ForEach structures are specialized for the various node types. For example, the specialization for UnaryNode is
template<class Op, class A, class FTag, class CTag> struct ForEach<UnaryNode<Op, A>, FTag, CTag> { typedef typename ForEach<A,FTag,CTag>::Type_t TypeA_t; typedef typename Combine1<TypeA_t,Op,CTag>::Type_t Type_t; inline static Type_t apply(const UnaryNode<Op,A>&expr,const FTag&f, const CTag& c) { return Combine1<TypeA_t, Op, CTag>:: combine(ForEach<A, FTag, CTag>:: apply(expr.child(), f, c), c); } };Since this structure is specialized for UnaryNodes, the first parameter of its static apply function is a UnaryNode. After recursively calling its child, it invokes the combination function indicated by the Combine1 traits class. In our example, the c function object should be applied. Other combiners have different roles. For example, using the NullCombine tag indicates the child's result should not be combined but occurs just for side effects.

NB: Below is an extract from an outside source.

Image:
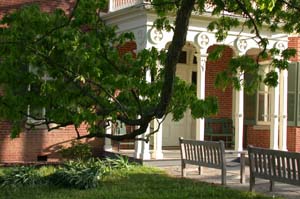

Leaves are treated as the default behavior so they are not specialized:
template<class Expr, class FTag, class CTag> struct ForEach { typedef typename LeafFunctor<Expr, FTag>::Type_t Type_t; inline static Type_t apply(const Expr&expr,const FTag&f,const CTag&) { return LeafFunctor<Expr, FTag>::apply(expr, f); } };Thus, LeafFunctor's apply member is called. Expr represents the expression type, e.g., an Array, and FTag is the LeafTag, e.g., EvalLeaf. The LeafFunctorspecialization for Array passes the index stored by the EvalLeaf object to the Array's engine, which returns the corresponding value.
If one uses an aggressive optimizing compiler, code resulting from the evaluate function corresponds to this pseudocode:
int end = A.domain[0].first() + A.domain[0].length(); for (int i = A.domain[0].first(); i < end; ++i) A.engine(i) += -A.engine.read(i)+2*B.engine.read(i);The loop iterates through A's domain, using Array's engines to obtain values and assigning values. Notice there is no use of the run-time parse tree so the optimizer can eliminate the code to construct it. All the work to construct the parse tree by overloading operators is unimportant at run time, but it certainly helped the compiler produce improved code.
PETE's expression template technology may be complicated, using parse trees and their types, but the produced code is not. Using the technology is also easy. All data-parallel statements are automatically converted. In the next chapter, we explore views of containers, permitting use of container subsets and making data-parallel expressions even more useful.